Politics

Lobbying firms to watch in the next Congress

Photo of Alexis Levinson
Alexis Levinson
Political Reporter

On November 2, when the political power dynamic shifted and Republicans took back the House and narrowed the gap in the Senate, a simultaneous shift occurred among the people who seek to have influence over congressional power players. In the aftermath of the midterm elections, there are a number of lobbying firms whose connections and experience would seem to put them in a position of extraordinary influence in the coming Congress. The Daily Caller spoke to some of these firms about their new found influence. Here’s what we learned from some top firms.

Mehlman Vogel Castagnetti, Inc.

As would seem obvious, lobbyists are more popular when their party is in power. “As a bipartisan firm we’ve stayed quite busy these past two years,” said Bruce Mehlman, co-founder of Mehlman Vogel Castagnetti, Inc., “but there’s no doubt our Republicans’ phones are ringing a lot more in November than they were in October.”

Mehlman’s firm is tremendously plugged into the House. He himself served as general counsel to the National Republican Congressional Committee from 1996 to 1999, and was the policy director for the House Republican Conference under former Republican Oklahoma Rep. J.C. Watts.

Elise Finley Pickering, another member of the firm, was Arizona Republican Rep. John Shadegg’s chief of staff, the staff director for the Republican Policy Committee, and congressional liaison to the Bush-Cheney campaign in 2004 for all the Republicans in the House. For dealing with this year’s hot topic of health care, MVC has Dean Rosen, who is a former Ways and Means Committee health care staffer.

On the Senate side, the firm has Alex Vogel, who was the National Republican Senatorial Committee’s general counsel, and also served as the policy director for former Republican Tennessee Sen. Bill Frist of Tennessee, who was Senate majority leader at that time.

Though Republican lobbyists appear to have an edge in the upcoming year, Mehlman touts the benefits of being a bipartisan firm. “I’ve never met a client that only wanted Republican or Democratic votes,” he told TheDC, “and bipartisan firms with strong partisans on both sides still offer a complete solution to most policy changes.

Fierce & Isakowitz

Fierce & Isakowitz, another lobbying firm, took a different strategy. The lobbying shop has stayed entirely Republican since its founding, sticking with GOP through thick and thin. With strong ties to incoming House Majority Leader Eric Cantor of Virginia, Senate Minority Leader Mitch McConnell of Kentucky, and California Republican Rep. Kevin McCarthy, who will serve as majority whip in the next Congress, their party loyalty looks like it will pay off in the next Congress.

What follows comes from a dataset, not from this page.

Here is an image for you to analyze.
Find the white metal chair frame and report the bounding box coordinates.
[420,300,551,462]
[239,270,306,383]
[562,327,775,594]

Though the last few years have been rough for Republicans, Fierce & Isakowitz hasn’t felt the heat. Though they may not offer the “complete solution” of a bipartisan firm, clients often pair them with a Democratic lobbying firm to cover all the bases. In some cases, their partisan make up has inspired loyalty, as their business partners know that they can be trusted not to tell secrets to the other side.